There are almost certainly rock bands who have managed to string together longer careers out of briefer, less memorable brushes with mainstream success than Shooting Star. There have to be. I just don’t know of any.
It really takes a special kind of music listener to even be aware of Shooting Star, a band that’s been together pretty much without interruption since the late ’70s and continues to record (matter of fact, the band’s latest album, Circles, just came out last month) — I’ve rarely, if ever, heard anybody bring them up outside a game of “Dinosaur Band Alphabet” or a lively discussion of dumbest ’80s band names (Le Roux almost always wins). They’ve never been much more than a regional act; “Touch Me Tonight” (download) is Shooting Star’s highest-charting single, and it peaked at #76 on the Billboard Hot 100.

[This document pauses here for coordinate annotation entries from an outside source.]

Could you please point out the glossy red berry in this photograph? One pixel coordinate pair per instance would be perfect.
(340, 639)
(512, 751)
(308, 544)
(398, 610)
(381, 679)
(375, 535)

It wasn’t all the band’s fault. On one hand, it would be difficult to conceive of a group more thoroughly anonymous in sound or image, or one with a worse name — but then again, you could say the same thing about Toto, and look how well they did over the same timeframe. On the other, Shooting Star had a knack for getting into bed with labels ill-equipped to promote either a meat & potatoes rock band — like Virgin — or any band at all, like Enigma Records, the imprint that released Touch Me Tonight: The Best of Shooting Star in late 1989…and then went belly-up. The extra bitter twist to this tale is that, if I remember right, Shooting Star had reunited after a four-year break to release this “hits” package, and even took the time to include “Never Give Up” (download), a previously unreleased track, on the flip side of this here cassingle.
Damn if rock & roll isn’t a cruel mistress.
The story gets worse for Shooting Star — they signed with Artie Mogull’s razor-taloned career destroyer of a label, JRS Records, for their 1991 followup to Touch Me Tonight — but as I said, they’re still around, and still releasing new music. You’ve sort of got to respect that.